Os cerca de 500 servidores do Instituto Técnico-Científico de Polícia (Itep) entraram em greve por tempo indeterminado na manhã do dia 12 deste mês. Segundo a categoria, os únicos serviços que permanecem trabalhando são os relacionados aos flagrantes e encontros de cadáver. A categoria exige que o governo encaminhe o estatuto do Itep à Assembleia Legislativa. A Secretaria Estadual de Segurança Pública e Defesa Social (Sesed) diz que há total interesse, do governo e da direção do instituto, que o estatuto seja aplicado o mais rápido possível. O documento, no entanto, não está pronto. "Ele ainda está sendo discutido por vários setores do estado, inclusive com a categoria. Mas a expectativa é que ele esteja concluído o mais rápido possível. Até porque ele vai disciplinar, vai organizar o Itep", afirmou João Ricardo Correia, assessor de imprensa da Sesed.

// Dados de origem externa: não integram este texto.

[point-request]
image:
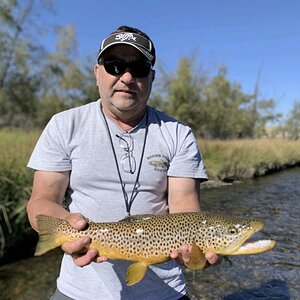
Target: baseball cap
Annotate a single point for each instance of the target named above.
(141, 43)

Manifestantes estão no local desde quarta-feira (21) (Foto: Matheus Magalhães/G1)Grevistas da Saúde estão em frente à casa da governadora desde o dia 21 (Foto: Matheus Magalhães/G1)
Saúde
O governo do Rio Grande do Norte e grevistas da Saúde não entram em acordo e o protesto em frente à casa oficial da governadora Rosalba Ciarlini, em Natal, continua. Os manifestantes estão no local desde o dia 21. Eles pedem a retomada das negociações sobre os pontos de pauta da greve com o governo. O Estado afirma que já atendeu todas as reivindicações possíveis e pede o fim da greve para retomar as negociações.
No dia 23, uma comissão do Sindicato dos Trabalhadores em Saúde do RN (Sindsaúde) foi recebida pelo secretário Alber da Nóbrega e por membros da Secretaria de Estado da Saúde Pública (Sesap), mas não houve acordo. A assessoria do governo diz que já foram realizadas 9 reuniões nos últimos 4 meses com o Sindsaúde.
No fim da tarde do último domingo, dia 25, o governo informou por meio de nota que "diante da disposição inequívoca do Governo do RN para negociar os pleitos dos servidores da Saúde, dentro das possibilidades objetivas do Estado, a manutenção da greve dos servidores da Saúde, tal como no caso da Educação, obriga a adoção de todas as medidas necessárias à preservação do direito de acesso da população aos serviços essenciais de Saúde e de Educação. Por isso, mantém sua determinação de cortar o ponto dos servidores grevistas".
O Sindsaúde, por sua vez, contestou as informações do governo e disse que "as informações do Estado "são evasivas, sem prazos e compromissos". Os grevistas garantem que continuarão acampados em frente à residência oficial por tempo indeterminado. "Vamos permanecer aqui até o governo sinalizar positivamente em relação às nossas reivindicações", disse Adriana de Sousa, diretora do Sindsaúde.